OnTheTable: La Cava Reorients Preconceptions with Fine Mexican Cuisine

LA CAVA 
Rating: 5/5
1755 S. 8th St. Suite D
(719) 203-4297
Fri-Sat: 11am-10pm (until midnight with reservations), Tues-Thurs: 11am-10pm, Mon: Closed
Prices: $14-$38
What you need to know: Truly fine Mexican cuisine bends preconceptions with desirable uniqueness and unfaltering aesthetics 
Stop for a moment; forget everything your think you know about Mexican food. La Cava will rearrange your south-of-the-border presuppositions. Be open to this change.
Admittedly, finding the restaurant’s address is difficult. Once you’ve meandered your way through homogeneously nondescript buildings to suite D, enter into the renovated space. Walls clad in stone; wrought iron chandeliers hanging from wooden rafters; a patinaed bar, even after 100+ years of use, displaying dozens of fine tequilas—the ambiance enthralls. Yet, more captivating is the menu.
While their presence is predictable, the table-side guacamole ($16) and the house margarita ($10) were best-in-class, made possible by privately grown, California avocados, and hand-squeezed limes.
With the exception of chiles rellenos, mole poblano and taco medleys, it’s unlikely you are familiar with many of La Cava’s offerings, most of which are indigenous to states of Mexico, particularly Sonora, the birthplace of La Cava’s proprietor, Patricia Castrejon: chiles en nogada (poblano stuffed with shredded meats and dried fruits, topped with walnut sauce and pomegranate), enchiladas Sahuaripa (with queso fresco, scallions, red chile sauce), Sonoran rib-eye (with chorizo, grilled onions, chile tatemado), and chuleta Michoacan (pork chop, “burn” sauce, chorizo, potatoes).
But do not expect any dish to remain stagnant on the menu. Castrejon has a rotating repertoire of Sonoran recipes; shifting with the seasons and corresponding ingredients, diners will always be surprised with the novel.
Of particular note was the chiles en nogada ($27). Unlike anything that Anglos are accustom to, the dish teases with juxtapositions: cold and hot, sweet and spice. The pomegranate seeds and walnut sauce are sweet and intensionally cold. The warm, shredded and succulent pork and beef intermingle with a background of chili-heat, and a sweetness of dried pears and figs—all tucked into a large poblano pepper. The colors of the Mexican flag are represented in the white of the sauce, the red of the pomegranates and the green of the poblano. The presentation is stunning.
Stunning, too, was the Lamb Birra ($22). Flanked by only raw onions and cilantro (add to your taste), the focal point is clearly the slow-cooked lamb stewing in a deeply unctuous broth. The stew is presented, almost as if directly from the campfire, in a miniature, enameled camp pot, complete with lid. Again, the presentation is captivating.
Such beauty extends also to dessert where, within a UFO like martini glass, the Chongos ($6, nougat like and reminiscent of a Milky-Way, served with house-made vanilla ice cream) mixes with a caramel sauce for a dulce de leche-esque experience. Indulgent, stunning and captivating.

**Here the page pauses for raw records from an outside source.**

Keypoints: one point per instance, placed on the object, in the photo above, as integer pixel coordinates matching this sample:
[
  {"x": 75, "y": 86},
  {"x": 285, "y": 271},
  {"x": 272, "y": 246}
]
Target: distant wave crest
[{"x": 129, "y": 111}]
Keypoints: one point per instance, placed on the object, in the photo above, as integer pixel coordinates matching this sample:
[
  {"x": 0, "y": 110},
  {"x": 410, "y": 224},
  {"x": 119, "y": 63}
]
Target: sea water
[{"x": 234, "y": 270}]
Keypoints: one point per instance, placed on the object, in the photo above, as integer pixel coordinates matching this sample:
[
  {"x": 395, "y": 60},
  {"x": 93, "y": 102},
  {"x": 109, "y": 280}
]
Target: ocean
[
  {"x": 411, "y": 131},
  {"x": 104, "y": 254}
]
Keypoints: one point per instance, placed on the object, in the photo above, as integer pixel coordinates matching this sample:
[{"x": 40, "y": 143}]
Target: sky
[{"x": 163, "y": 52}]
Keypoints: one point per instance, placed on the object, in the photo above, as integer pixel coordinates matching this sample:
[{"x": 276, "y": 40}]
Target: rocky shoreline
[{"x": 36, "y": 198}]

There is a fine line between good and great cuisine, and much of that line consists of aesthetics. The adage is true: you eat first with your eyes. Unlike ubiquitous Mexican establishments that seek to impress with the shear immensity of their dishes (“Two square feet of rice and beans, please.”), La Cava can’t fail to impress with their eye for beautiful cuisine. They have not merely taken the higher road, but rather a different road altogether. The term “Mexican food” has clearly been usurped by inferior iterations. Allow La Cava to offer you a taste of what Mexican food can truly be.

Comments

  1. My wife is a Mexican food connoisseur. I have to bring her here!